The Taliban, an Islamic fundamentalist group that brutally ruled Afghanistan in the late ’90s, has taken over more than half of Afghanistan’s provincial capitals as of yesterday evening, including the country’s second-largest city, Kandahar. Four cities fell to the Taliban’s rule Thursday night alone.
The Taliban’s advance comes months after President Biden announced plans to withdraw all US troops from the country to end the US’ longest-running war. But now, Biden’s sent 7,000 troops back to evacuate the American embassy and US citizens.
- Afghanistan’s capital and largest city, Kabul, is still under government control, along with three other major Afghan cities—but one of those is currently under siege and the rest are being closed in on.
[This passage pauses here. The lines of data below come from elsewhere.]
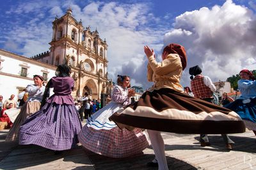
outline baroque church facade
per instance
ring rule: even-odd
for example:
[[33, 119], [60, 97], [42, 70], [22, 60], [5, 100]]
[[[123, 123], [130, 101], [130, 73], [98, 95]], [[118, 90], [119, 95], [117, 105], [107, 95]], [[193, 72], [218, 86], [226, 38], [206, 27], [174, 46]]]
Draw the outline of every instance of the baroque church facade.
[[108, 79], [108, 44], [102, 40], [96, 29], [84, 29], [82, 22], [72, 15], [71, 8], [52, 22], [52, 38], [50, 51], [31, 59], [58, 66], [66, 63], [72, 68], [71, 76], [75, 81], [76, 98], [87, 91], [92, 98], [99, 99], [100, 94], [110, 94], [112, 82]]

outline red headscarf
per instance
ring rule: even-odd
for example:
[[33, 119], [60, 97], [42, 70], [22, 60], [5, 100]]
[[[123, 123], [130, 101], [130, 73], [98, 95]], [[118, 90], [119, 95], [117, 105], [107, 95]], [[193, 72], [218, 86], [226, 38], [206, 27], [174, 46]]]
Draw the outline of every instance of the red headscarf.
[[253, 75], [252, 74], [252, 72], [250, 72], [247, 69], [244, 69], [244, 70], [242, 70], [240, 71], [241, 72], [243, 72], [243, 73], [246, 73], [249, 75], [249, 78], [250, 80], [254, 81], [255, 80], [255, 78], [253, 77]]
[[187, 66], [187, 55], [186, 54], [185, 48], [177, 43], [170, 43], [164, 47], [163, 52], [168, 54], [177, 54], [180, 58], [182, 70]]

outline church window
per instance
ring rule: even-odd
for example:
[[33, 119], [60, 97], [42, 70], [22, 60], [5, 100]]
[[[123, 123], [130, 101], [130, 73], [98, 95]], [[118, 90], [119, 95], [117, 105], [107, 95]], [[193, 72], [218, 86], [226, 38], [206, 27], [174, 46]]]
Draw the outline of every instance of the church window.
[[91, 40], [88, 39], [88, 47], [91, 48]]
[[28, 73], [28, 68], [22, 67], [20, 71], [20, 76], [27, 77], [27, 73]]
[[43, 77], [44, 77], [44, 81], [47, 81], [47, 73], [43, 73]]
[[82, 42], [84, 42], [84, 37], [85, 37], [85, 35], [83, 35], [83, 36], [82, 36]]
[[55, 65], [58, 66], [60, 65], [60, 56], [57, 56], [55, 59]]
[[62, 37], [62, 28], [60, 28], [58, 31], [57, 39], [60, 40]]
[[71, 39], [72, 40], [75, 40], [75, 36], [76, 36], [76, 31], [73, 29], [71, 34]]
[[100, 48], [100, 57], [102, 57], [102, 58], [104, 57], [104, 50], [103, 50], [103, 48], [102, 48], [102, 47]]
[[74, 65], [75, 65], [75, 57], [74, 56], [72, 56], [70, 58], [69, 58], [68, 65], [74, 66]]

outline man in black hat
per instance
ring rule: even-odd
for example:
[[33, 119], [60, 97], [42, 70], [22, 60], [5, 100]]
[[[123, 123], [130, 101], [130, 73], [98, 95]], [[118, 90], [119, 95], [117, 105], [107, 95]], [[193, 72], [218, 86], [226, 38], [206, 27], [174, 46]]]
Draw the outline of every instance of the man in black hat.
[[87, 103], [88, 102], [88, 99], [89, 99], [89, 98], [88, 97], [88, 95], [89, 93], [88, 92], [85, 92], [84, 97], [78, 100], [79, 102], [83, 102], [82, 106], [81, 107], [79, 110], [80, 120], [81, 121], [84, 120], [84, 116], [83, 116], [84, 113], [84, 114], [86, 114], [84, 112], [85, 109], [86, 109]]
[[[202, 70], [198, 65], [189, 68], [189, 72], [191, 75], [190, 77], [191, 91], [195, 97], [214, 104], [213, 93], [216, 91], [216, 88], [211, 79], [202, 75]], [[227, 134], [221, 134], [221, 135], [226, 143], [226, 148], [232, 150], [232, 144], [234, 142]], [[200, 134], [200, 142], [202, 147], [211, 145], [207, 134]]]

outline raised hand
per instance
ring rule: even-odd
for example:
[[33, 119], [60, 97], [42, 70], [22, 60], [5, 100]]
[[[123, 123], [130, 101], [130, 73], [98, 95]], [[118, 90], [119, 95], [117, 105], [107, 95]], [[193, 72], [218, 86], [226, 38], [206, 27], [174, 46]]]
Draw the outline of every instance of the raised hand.
[[150, 49], [150, 48], [149, 48], [149, 47], [147, 45], [144, 46], [144, 52], [148, 58], [151, 56], [155, 56], [155, 52], [154, 52], [154, 50], [152, 49]]

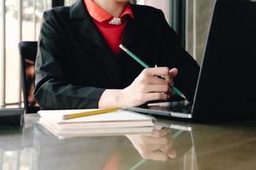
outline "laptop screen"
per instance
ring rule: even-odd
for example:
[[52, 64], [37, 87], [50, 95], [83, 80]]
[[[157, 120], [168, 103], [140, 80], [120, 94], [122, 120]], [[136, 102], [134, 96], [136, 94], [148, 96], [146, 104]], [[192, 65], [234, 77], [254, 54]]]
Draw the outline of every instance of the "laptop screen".
[[255, 16], [255, 2], [216, 2], [194, 112], [223, 118], [256, 110]]

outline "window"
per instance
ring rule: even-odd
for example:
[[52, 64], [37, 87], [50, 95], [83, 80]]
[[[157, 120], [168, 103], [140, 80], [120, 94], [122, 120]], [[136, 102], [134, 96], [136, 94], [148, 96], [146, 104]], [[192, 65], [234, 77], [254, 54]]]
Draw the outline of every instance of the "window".
[[37, 41], [43, 12], [51, 0], [1, 0], [0, 3], [0, 107], [22, 103], [18, 43]]
[[214, 0], [186, 0], [186, 49], [201, 63]]

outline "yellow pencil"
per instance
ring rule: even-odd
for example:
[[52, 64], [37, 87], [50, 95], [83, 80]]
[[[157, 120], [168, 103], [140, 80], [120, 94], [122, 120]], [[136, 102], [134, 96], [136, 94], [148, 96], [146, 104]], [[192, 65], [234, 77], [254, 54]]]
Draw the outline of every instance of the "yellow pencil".
[[67, 119], [88, 116], [92, 116], [92, 115], [99, 115], [99, 114], [102, 114], [102, 113], [116, 111], [119, 109], [120, 108], [115, 107], [115, 108], [110, 108], [110, 109], [96, 110], [92, 110], [92, 111], [84, 111], [84, 112], [80, 112], [80, 113], [72, 113], [72, 114], [63, 115], [62, 119], [67, 120]]

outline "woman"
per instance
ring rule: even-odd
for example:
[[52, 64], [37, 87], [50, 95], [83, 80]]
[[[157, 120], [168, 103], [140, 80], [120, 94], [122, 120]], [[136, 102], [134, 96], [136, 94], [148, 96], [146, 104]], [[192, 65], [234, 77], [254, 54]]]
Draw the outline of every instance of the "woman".
[[175, 85], [192, 99], [198, 72], [160, 10], [128, 0], [77, 0], [44, 14], [35, 99], [41, 109], [125, 108], [166, 100]]

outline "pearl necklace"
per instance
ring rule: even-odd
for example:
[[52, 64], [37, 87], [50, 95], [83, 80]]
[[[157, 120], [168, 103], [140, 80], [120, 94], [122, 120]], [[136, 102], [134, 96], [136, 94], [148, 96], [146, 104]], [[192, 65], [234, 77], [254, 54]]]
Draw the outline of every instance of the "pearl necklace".
[[109, 21], [109, 24], [110, 25], [116, 25], [116, 26], [119, 26], [119, 25], [121, 25], [122, 24], [122, 20], [120, 18], [115, 18], [113, 17], [110, 21]]

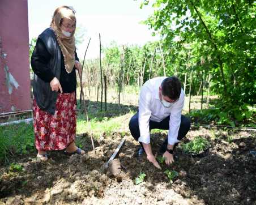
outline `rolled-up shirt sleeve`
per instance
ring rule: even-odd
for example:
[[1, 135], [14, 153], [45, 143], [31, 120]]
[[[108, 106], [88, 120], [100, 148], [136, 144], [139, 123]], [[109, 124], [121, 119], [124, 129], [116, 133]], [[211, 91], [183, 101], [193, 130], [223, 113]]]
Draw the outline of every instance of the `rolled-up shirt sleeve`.
[[173, 105], [170, 112], [168, 133], [168, 144], [170, 145], [174, 145], [180, 142], [178, 140], [178, 133], [181, 125], [181, 111], [184, 106], [184, 93], [182, 91], [180, 99]]
[[150, 143], [150, 118], [151, 111], [150, 105], [152, 93], [146, 86], [143, 86], [140, 90], [139, 101], [139, 127], [140, 136], [139, 142], [146, 144]]

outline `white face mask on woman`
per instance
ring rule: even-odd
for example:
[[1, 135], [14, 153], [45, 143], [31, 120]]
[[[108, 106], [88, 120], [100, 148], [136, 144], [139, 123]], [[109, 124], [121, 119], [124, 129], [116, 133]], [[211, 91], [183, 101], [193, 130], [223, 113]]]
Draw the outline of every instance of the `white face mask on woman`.
[[62, 32], [62, 33], [64, 34], [64, 35], [66, 37], [70, 37], [71, 36], [71, 33], [68, 32], [67, 31], [64, 31], [64, 30], [61, 30], [61, 31]]

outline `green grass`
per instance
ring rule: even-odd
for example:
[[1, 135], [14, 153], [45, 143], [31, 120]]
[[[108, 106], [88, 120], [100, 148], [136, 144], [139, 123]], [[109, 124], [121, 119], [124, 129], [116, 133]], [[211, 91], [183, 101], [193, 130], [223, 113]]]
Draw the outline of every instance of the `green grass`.
[[[110, 135], [114, 131], [118, 130], [122, 123], [118, 118], [99, 119], [95, 118], [91, 119], [89, 122], [83, 118], [78, 118], [76, 123], [76, 133], [90, 133], [91, 130], [93, 136], [100, 137], [103, 134]], [[91, 125], [91, 129], [90, 129]]]
[[8, 161], [12, 155], [35, 151], [32, 123], [20, 123], [0, 127], [0, 161]]

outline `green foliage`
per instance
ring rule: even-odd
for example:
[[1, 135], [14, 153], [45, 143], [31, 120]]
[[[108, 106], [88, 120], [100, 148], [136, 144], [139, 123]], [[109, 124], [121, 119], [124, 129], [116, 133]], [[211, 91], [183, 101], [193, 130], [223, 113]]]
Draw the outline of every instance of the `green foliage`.
[[[148, 5], [145, 0], [142, 7]], [[204, 86], [220, 96], [221, 109], [255, 104], [253, 1], [155, 0], [153, 7], [155, 12], [145, 23], [163, 37], [164, 53], [170, 51], [167, 73], [182, 81], [185, 72], [202, 74]], [[192, 79], [192, 92], [199, 88], [200, 78]], [[230, 114], [234, 113], [237, 113]], [[236, 116], [239, 121], [246, 117], [239, 113]], [[225, 117], [220, 118], [224, 122]]]
[[15, 163], [11, 163], [9, 168], [9, 171], [11, 172], [20, 172], [23, 170], [23, 168], [22, 165]]
[[157, 156], [157, 161], [159, 162], [159, 163], [163, 164], [164, 162], [164, 160], [165, 160], [165, 157], [163, 156]]
[[139, 176], [135, 178], [135, 183], [136, 185], [138, 185], [139, 183], [140, 183], [143, 182], [144, 178], [146, 175], [144, 172], [140, 172]]
[[182, 149], [185, 153], [190, 154], [199, 154], [207, 149], [210, 143], [204, 138], [198, 136], [190, 142], [182, 144]]
[[35, 150], [33, 126], [20, 123], [0, 127], [0, 161], [10, 155], [27, 154]]
[[228, 142], [229, 144], [231, 143], [233, 141], [233, 136], [232, 135], [229, 135], [227, 138], [227, 142]]
[[170, 183], [173, 182], [174, 178], [178, 176], [178, 172], [174, 170], [170, 171], [169, 169], [167, 169], [164, 171], [164, 173], [167, 175]]
[[[221, 105], [217, 105], [221, 107]], [[230, 105], [230, 108], [211, 108], [193, 110], [190, 115], [195, 121], [206, 123], [214, 122], [217, 125], [235, 127], [253, 126], [255, 124], [256, 108], [249, 105]]]

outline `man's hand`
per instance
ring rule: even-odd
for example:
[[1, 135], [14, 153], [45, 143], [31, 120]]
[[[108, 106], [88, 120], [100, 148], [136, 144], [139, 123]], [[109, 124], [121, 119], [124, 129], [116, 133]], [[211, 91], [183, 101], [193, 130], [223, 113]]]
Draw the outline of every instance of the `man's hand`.
[[173, 159], [173, 155], [169, 153], [167, 151], [165, 151], [165, 152], [164, 153], [163, 156], [164, 157], [164, 161], [167, 165], [169, 165], [172, 163], [174, 162], [174, 160]]
[[80, 76], [82, 74], [82, 65], [81, 63], [80, 63], [80, 62], [78, 61], [75, 61], [75, 67], [76, 69], [76, 70], [78, 71], [78, 74]]
[[52, 91], [58, 92], [59, 89], [61, 92], [62, 93], [62, 88], [61, 87], [61, 83], [59, 83], [59, 80], [58, 80], [58, 78], [56, 77], [53, 78], [50, 82], [50, 86]]
[[152, 163], [153, 165], [157, 169], [162, 169], [162, 168], [159, 165], [159, 164], [158, 164], [157, 161], [156, 161], [156, 159], [155, 158], [155, 156], [153, 155], [147, 155], [147, 159], [148, 159], [148, 161]]

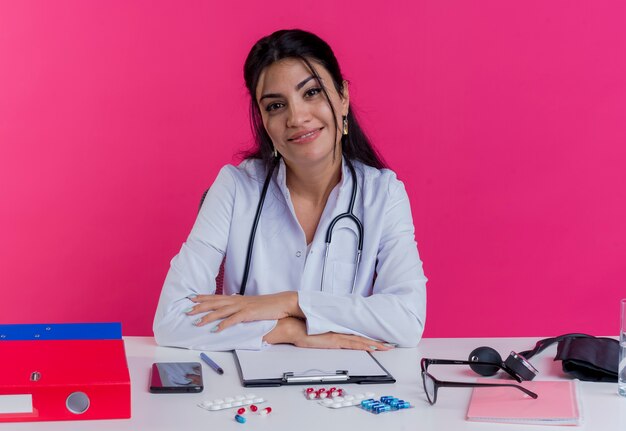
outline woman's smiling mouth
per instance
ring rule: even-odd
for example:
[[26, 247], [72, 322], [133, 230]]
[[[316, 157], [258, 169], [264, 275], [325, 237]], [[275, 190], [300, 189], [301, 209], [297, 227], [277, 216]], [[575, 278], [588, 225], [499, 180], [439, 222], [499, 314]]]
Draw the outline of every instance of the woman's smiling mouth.
[[293, 137], [288, 138], [287, 141], [294, 142], [296, 144], [303, 144], [303, 143], [311, 142], [319, 136], [322, 129], [323, 127], [320, 127], [319, 129], [314, 129], [308, 132], [298, 133], [294, 135]]

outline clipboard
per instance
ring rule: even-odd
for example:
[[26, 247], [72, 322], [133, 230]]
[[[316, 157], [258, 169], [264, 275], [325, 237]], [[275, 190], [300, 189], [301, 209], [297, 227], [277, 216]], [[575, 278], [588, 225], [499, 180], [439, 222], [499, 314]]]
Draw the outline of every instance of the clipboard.
[[241, 384], [247, 388], [320, 383], [379, 384], [396, 379], [369, 352], [305, 349], [287, 344], [235, 350]]

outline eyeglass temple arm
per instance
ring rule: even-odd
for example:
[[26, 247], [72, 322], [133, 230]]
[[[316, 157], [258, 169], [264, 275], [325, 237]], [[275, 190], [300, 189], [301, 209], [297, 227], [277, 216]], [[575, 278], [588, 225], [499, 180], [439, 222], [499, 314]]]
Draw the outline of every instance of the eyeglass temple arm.
[[469, 383], [469, 382], [449, 382], [449, 381], [443, 381], [443, 380], [439, 380], [438, 383], [439, 383], [439, 386], [441, 387], [451, 387], [451, 388], [474, 388], [478, 386], [483, 386], [483, 387], [508, 386], [511, 388], [517, 388], [520, 391], [524, 392], [529, 397], [532, 397], [534, 399], [537, 399], [537, 397], [539, 396], [533, 391], [530, 391], [523, 386], [513, 385], [513, 384], [508, 384], [508, 383]]
[[422, 358], [422, 370], [425, 370], [428, 365], [492, 365], [500, 368], [509, 376], [513, 377], [518, 383], [522, 383], [522, 379], [515, 374], [513, 371], [509, 370], [503, 364], [498, 364], [496, 362], [483, 362], [483, 361], [460, 361], [457, 359], [429, 359]]

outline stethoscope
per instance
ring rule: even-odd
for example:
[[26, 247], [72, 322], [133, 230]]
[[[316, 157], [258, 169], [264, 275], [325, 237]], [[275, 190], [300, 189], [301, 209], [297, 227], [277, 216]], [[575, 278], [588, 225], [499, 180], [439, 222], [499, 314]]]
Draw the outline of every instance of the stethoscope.
[[[261, 197], [259, 198], [259, 204], [256, 209], [256, 214], [254, 216], [254, 222], [252, 223], [252, 229], [250, 229], [250, 239], [248, 240], [248, 253], [246, 255], [246, 266], [243, 271], [243, 280], [241, 282], [241, 288], [239, 289], [239, 294], [243, 295], [246, 291], [246, 284], [248, 283], [248, 275], [250, 273], [250, 261], [252, 260], [252, 247], [254, 245], [254, 237], [256, 236], [256, 229], [259, 224], [259, 219], [261, 218], [261, 211], [263, 209], [263, 203], [265, 202], [265, 196], [267, 195], [267, 190], [270, 185], [270, 181], [272, 179], [272, 175], [274, 173], [274, 169], [278, 165], [280, 161], [280, 155], [275, 157], [272, 166], [267, 173], [267, 177], [265, 178], [265, 182], [263, 183], [263, 189], [261, 190]], [[346, 157], [346, 164], [350, 169], [350, 173], [352, 174], [352, 196], [350, 197], [350, 205], [348, 206], [348, 211], [345, 213], [339, 214], [337, 217], [332, 219], [328, 229], [326, 230], [326, 250], [324, 251], [324, 264], [322, 266], [322, 279], [320, 282], [320, 290], [324, 290], [324, 276], [326, 273], [326, 261], [328, 260], [328, 252], [330, 250], [330, 243], [333, 237], [333, 229], [339, 220], [348, 219], [352, 220], [357, 227], [357, 239], [358, 245], [356, 250], [356, 259], [354, 266], [354, 277], [352, 278], [352, 290], [350, 293], [354, 293], [354, 287], [356, 286], [356, 275], [359, 272], [359, 263], [361, 262], [361, 253], [363, 251], [363, 223], [357, 216], [354, 215], [354, 202], [356, 201], [356, 190], [357, 190], [357, 179], [356, 179], [356, 171], [354, 170], [354, 166], [352, 166], [352, 162]]]

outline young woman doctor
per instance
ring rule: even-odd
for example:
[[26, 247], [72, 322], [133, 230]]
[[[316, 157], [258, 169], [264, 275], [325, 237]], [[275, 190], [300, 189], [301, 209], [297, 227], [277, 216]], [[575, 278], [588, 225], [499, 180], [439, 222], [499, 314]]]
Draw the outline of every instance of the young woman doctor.
[[157, 343], [417, 345], [426, 278], [409, 200], [359, 127], [331, 48], [277, 31], [254, 45], [244, 78], [257, 148], [222, 168], [172, 260]]

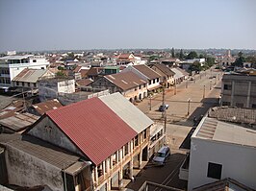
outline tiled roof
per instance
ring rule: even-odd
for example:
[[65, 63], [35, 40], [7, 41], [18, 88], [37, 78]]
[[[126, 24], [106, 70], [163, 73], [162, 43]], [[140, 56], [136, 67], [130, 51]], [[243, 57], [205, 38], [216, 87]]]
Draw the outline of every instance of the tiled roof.
[[15, 76], [13, 81], [14, 82], [27, 82], [27, 83], [37, 83], [38, 80], [45, 74], [46, 70], [41, 69], [23, 69], [17, 76]]
[[42, 103], [39, 103], [39, 104], [32, 105], [32, 107], [40, 115], [43, 115], [46, 111], [51, 110], [51, 109], [59, 108], [59, 107], [63, 107], [63, 105], [57, 99], [54, 99], [54, 100], [49, 100], [49, 101], [42, 102]]
[[103, 68], [101, 67], [91, 67], [88, 72], [88, 76], [97, 76], [103, 71]]
[[0, 134], [0, 142], [7, 146], [7, 149], [8, 147], [18, 149], [60, 169], [67, 168], [79, 159], [79, 156], [32, 136], [21, 138], [21, 135], [16, 135], [9, 141], [2, 141], [2, 136], [5, 134]]
[[76, 81], [76, 84], [80, 86], [88, 86], [91, 83], [93, 83], [91, 79], [82, 79], [82, 80]]
[[175, 73], [172, 72], [167, 66], [166, 66], [164, 63], [155, 63], [155, 67], [157, 67], [159, 70], [161, 70], [164, 74], [166, 76], [174, 76]]
[[107, 75], [104, 78], [108, 79], [110, 82], [123, 90], [128, 90], [134, 87], [138, 87], [140, 84], [146, 84], [143, 79], [140, 78], [133, 72]]
[[99, 97], [99, 99], [138, 133], [141, 132], [154, 123], [120, 93], [102, 96]]
[[95, 165], [137, 135], [99, 98], [50, 110], [46, 115]]
[[161, 75], [159, 75], [157, 72], [155, 72], [154, 70], [152, 70], [150, 67], [146, 66], [145, 64], [133, 65], [132, 67], [139, 70], [141, 73], [145, 75], [150, 80], [161, 77]]

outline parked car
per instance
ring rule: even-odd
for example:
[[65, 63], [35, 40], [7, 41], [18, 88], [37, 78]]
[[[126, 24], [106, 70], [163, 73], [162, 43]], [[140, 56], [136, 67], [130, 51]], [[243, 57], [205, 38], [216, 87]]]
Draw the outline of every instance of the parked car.
[[167, 108], [168, 108], [168, 105], [166, 104], [166, 105], [161, 105], [161, 106], [159, 107], [158, 110], [161, 111], [161, 112], [163, 112], [163, 111], [165, 111], [165, 110], [167, 109]]
[[165, 165], [166, 159], [170, 156], [170, 150], [168, 146], [163, 146], [153, 157], [153, 163], [158, 165]]

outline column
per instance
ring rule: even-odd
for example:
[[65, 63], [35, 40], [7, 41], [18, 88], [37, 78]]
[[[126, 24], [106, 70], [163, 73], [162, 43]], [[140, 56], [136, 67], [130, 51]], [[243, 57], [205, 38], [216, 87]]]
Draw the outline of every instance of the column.
[[134, 176], [133, 169], [134, 169], [134, 160], [132, 158], [131, 161], [130, 161], [130, 165], [129, 165], [129, 171], [130, 171], [129, 178], [132, 179], [132, 181], [133, 181], [133, 179], [134, 179], [133, 178], [133, 176]]
[[107, 190], [111, 190], [111, 179], [107, 180]]
[[95, 179], [96, 185], [98, 185], [98, 167], [97, 166], [94, 168], [94, 179]]
[[120, 159], [119, 159], [119, 150], [117, 150], [115, 157], [116, 157], [116, 163], [118, 165], [119, 161], [120, 161]]
[[234, 107], [234, 91], [235, 91], [235, 81], [232, 81], [232, 87], [231, 87], [231, 101], [230, 106]]
[[111, 155], [111, 170], [113, 170], [113, 155]]
[[142, 151], [139, 154], [139, 168], [141, 169], [142, 164]]
[[106, 160], [106, 172], [107, 174], [110, 173], [110, 158], [108, 157]]
[[247, 100], [246, 100], [246, 107], [250, 107], [250, 91], [251, 91], [251, 81], [248, 84], [248, 92], [247, 92]]
[[106, 162], [105, 160], [102, 162], [102, 173], [103, 173], [103, 176], [105, 176], [105, 174], [106, 174], [106, 163], [105, 162]]
[[119, 187], [119, 190], [121, 190], [122, 188], [122, 168], [119, 170], [118, 172], [118, 187]]

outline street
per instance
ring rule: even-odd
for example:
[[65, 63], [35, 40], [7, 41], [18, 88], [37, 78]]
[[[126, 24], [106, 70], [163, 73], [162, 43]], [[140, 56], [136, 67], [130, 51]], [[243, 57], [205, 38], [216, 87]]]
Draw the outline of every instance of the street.
[[[215, 78], [213, 78], [215, 77]], [[127, 188], [138, 190], [145, 180], [186, 190], [187, 181], [178, 178], [179, 168], [186, 156], [186, 151], [179, 150], [181, 143], [193, 127], [193, 119], [199, 119], [207, 110], [218, 105], [220, 95], [221, 73], [210, 69], [194, 76], [193, 81], [183, 82], [176, 87], [166, 90], [165, 104], [166, 110], [166, 144], [170, 147], [171, 155], [164, 167], [151, 165], [150, 161], [130, 182]], [[158, 111], [163, 103], [163, 93], [144, 99], [138, 107], [148, 117], [164, 125], [164, 115]], [[151, 106], [150, 106], [151, 104]], [[150, 110], [151, 107], [151, 110]], [[149, 190], [164, 190], [150, 188]]]

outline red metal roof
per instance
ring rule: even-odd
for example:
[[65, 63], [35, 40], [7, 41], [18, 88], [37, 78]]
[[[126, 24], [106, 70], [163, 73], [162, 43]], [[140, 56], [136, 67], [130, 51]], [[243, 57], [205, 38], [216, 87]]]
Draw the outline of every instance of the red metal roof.
[[98, 98], [50, 110], [46, 115], [95, 165], [137, 135]]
- The Taliban now effectively controls all of southern Afghanistan, and US officials told the NYT that the Biden administration is preparing for the possibility of the Afghan government collapsing within the next month.
One of the many ramifications of the Taliban’s onslaught: It could pour fuel on the illegal drug market.
The “world’s biggest cartel” is getting bigger
Even insurgents need capital to fuel their ventures, and the Taliban’s biggest source of revenue is the drug trade. The organization made $416 million trafficking opium, heroin, and increasingly meth in fiscal year 2020, per the Conversation.
And in the Afghan countryside now under Taliban control, opium poppies are in perpetual superbloom. Afghanistan is the world’s biggest producer of opium, which most heroin is derived from: 84% of all the world’s opium was sourced from the country from 2015–20, per the UN’s World Drug Report.
- The Taliban has also started peddling meth recently. And ephedra, a plant used to make methamphetamine, grows natively in Afghanistan.
But the Taliban didn’t just beef up its drug supply. It also took over international crossing points to ramp up distribution, gaining access to Tajikistan, Uzbekistan, Turkmenistan, Iran, and Pakistan. From those countries, drugs can be shipped to the rest of the world.
Bottom line: The Taliban’s power grab likely means more heroin and meth will be pushed into the hands of dealers and users around the world.